The International Red Cross (ICRC) said it had received reports that hospitals in the city were "overflowing" with casualties.
In Gori, Russian aircraft bombed mostly military targets, where Georgian troops had been massing to support their forces engaged in South Ossetia.
The BBC's Richard Galpin in Gori heard loud explosions and saw large plumes of smoke rising into the sky; soldiers and civilians were seen running through the streets.
Injured civilians were being pulled from the buildings, which were on fire.
The Georgian foreign ministry said the Black Sea port of Poti, the site of a major oil shipment facility, had been "devastated" by a Russian air raid.
Meanwhile Georgian TV reported that the Georgian-controlled section of the Kodori Gorge in Abkhazia was under fire, blaming the bombardment on Russian forces.
The foreign minister in Abkhazia's self-declared government, Sergei Shamba, said Abkhaz forces had launched an attack aimed at driving Georgian forces out of the gorge.
It was not clear whether planes used in the attack on the gorge belonged to Russia or to the Abkhaz separatists.
Russia has a peacekeeping force in Abkhazia under an agreement made following civil wars in the 1990s, when the region declared independence and formed links with Moscow.
President Medvedev said Russia's military aim in South Ossetia was to force the Georgians to stop fighting.
"Our peacekeepers and the units attached to them [ie, Ossetian separatists] are currently carrying out an operation to force the Georgian side to [agree to] peace," he said.
"They also bear the responsibility for protecting the population."
Speaking to the BBC, the Russian foreign minister insisted his country did not want all-out war with Georgia, but was prepared to do whatever was necessary to restore the situation in South Ossetia and to defend its civilian population, most of whom have been given Russian citizenship.
"Mr Saakashvili keeps saying that we want to chop off a part of Georgian territory," Mr Lavrov said.
"He's also saying that this is not just about Georgia, this is about the future of Europe because he says Russia is also making territorial claims to other [countries], including the Baltic states, which is rubbish."

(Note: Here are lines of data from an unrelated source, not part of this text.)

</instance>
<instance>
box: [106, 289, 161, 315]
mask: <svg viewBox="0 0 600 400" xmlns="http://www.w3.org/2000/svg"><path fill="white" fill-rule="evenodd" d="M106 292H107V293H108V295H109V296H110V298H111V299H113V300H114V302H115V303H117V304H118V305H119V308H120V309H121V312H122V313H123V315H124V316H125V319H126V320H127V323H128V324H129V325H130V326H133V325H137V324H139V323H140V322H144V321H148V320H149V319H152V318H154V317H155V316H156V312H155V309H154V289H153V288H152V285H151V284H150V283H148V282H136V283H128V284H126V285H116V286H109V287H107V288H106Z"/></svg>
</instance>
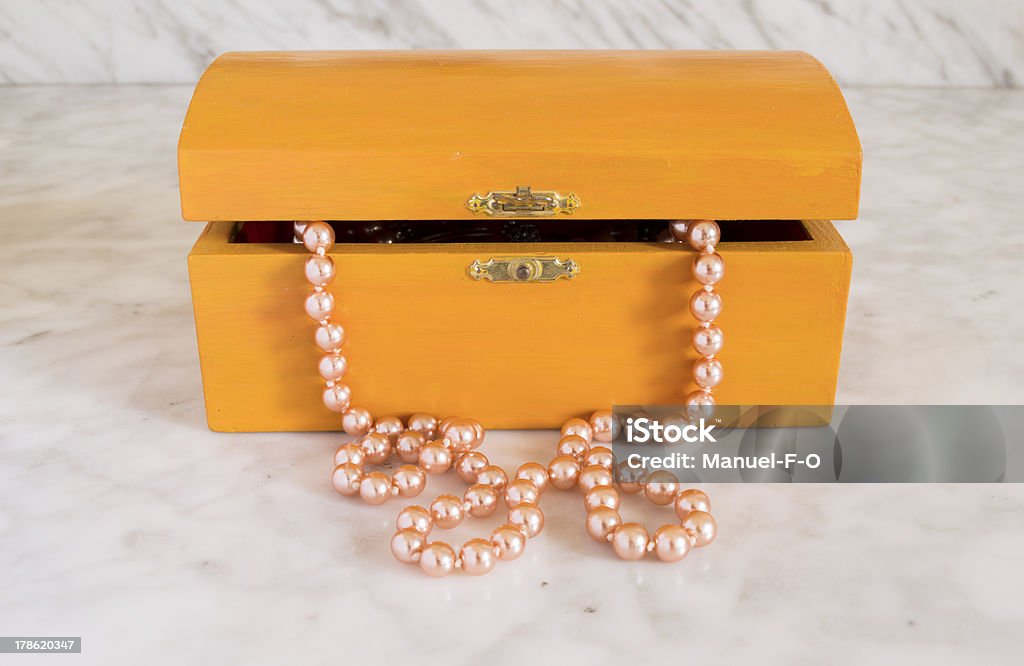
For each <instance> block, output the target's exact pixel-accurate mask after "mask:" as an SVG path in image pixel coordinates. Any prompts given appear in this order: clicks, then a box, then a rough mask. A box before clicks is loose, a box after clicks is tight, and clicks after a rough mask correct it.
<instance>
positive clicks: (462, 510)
mask: <svg viewBox="0 0 1024 666" xmlns="http://www.w3.org/2000/svg"><path fill="white" fill-rule="evenodd" d="M468 456H472V457H471V458H470V457H468ZM468 456H463V458H462V459H461V460H460V462H459V463H458V465H459V474H460V476H462V477H463V478H464V480H465V481H467V482H469V483H471V484H472V485H471V486H470V487H469V488H468V489H467V490H466V492H465V494H464V495H463V496H462V497H459V496H457V495H451V494H444V495H439V496H437V497H436V498H435V499H434V500H433V501H432V502H431V503H430V506H429V508H427V507H424V506H420V505H413V506H407V507H406V508H403V509H402V510H401V511H400V512H399V513H398V517H397V519H396V521H395V528H396V530H397V531H396V532H395V533H394V536H392V537H391V554H393V555H394V557H395V559H397V560H398V561H400V563H406V564H419V566H420V569H421V570H422V571H423V573H425V574H427V575H428V576H432V577H435V578H439V577H441V576H447V575H449V574H451V573H452V572H454V571H455V570H457V569H462V570H463V571H465V572H466V573H467V574H470V575H472V576H481V575H483V574H486V573H488V572H489V571H490V570H493V569H494V568H495V565H496V564H497V563H498V561H499V560H503V561H510V560H513V559H517V558H518V557H519V556H520V555H521V554H522V552H523V550H524V549H525V547H526V540H527V539H531V538H534V537H536V536H537V535H539V534H540V533H541V531H542V530H543V529H544V511H542V510H541V506H540V501H541V493H543V492H544V489H545V488H546V487H547V475H546V474H544V468H543V467H542V466H541V465H539V464H538V463H536V462H527V463H524V464H522V465H520V466H519V469H518V470H516V475H515V477H514V478H513V480H512V481H508V477H507V476H506V474H505V471H504V470H502V469H501V468H500V467H496V466H494V465H490V464H489V463H488V462H487V460H486V456H484V455H483V454H482V453H479V452H474V453H472V454H468ZM538 470H540V472H541V473H542V474H543V475H544V478H543V480H541V478H540V476H539V475H538ZM500 495H501V496H503V497H504V500H505V506H506V508H507V509H508V513H507V514H506V518H505V523H504V524H503V525H500V526H498V527H497V528H495V530H494V531H493V532H492V533H490V535H489V537H488V538H487V539H478V538H477V539H470V540H469V541H467V542H466V543H464V544H463V545H462V547H461V548H459V551H458V552H456V550H455V548H453V547H452V546H451V545H450V544H449V543H446V542H444V541H429V540H428V538H429V536H430V533H431V531H432V530H433V528H435V527H436V528H440V529H442V530H446V529H450V528H454V527H456V526H458V525H460V524H461V523H462V522H463V519H464V518H465V517H466V516H467V515H468V516H471V517H478V518H479V517H487V516H489V515H492V514H493V513H494V512H495V511H496V510H497V508H498V500H499V496H500Z"/></svg>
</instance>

Mr Lavrov said Georgia had violated a peace deal under which Georgia had agreed not to use force in the South Ossetian dispute.
The BBC's James Rodgers in Moscow says diplomatic initiatives to end the fighting have so far proved fruitless.
On Friday evening, the UN Security Council failed to agree on the wording of a statement calling for a ceasefire.
The UK, the US and France, are pinpointing what they say is Russia's aggression as the key factor in the slide towards war, while Moscow insists Georgia is to blame.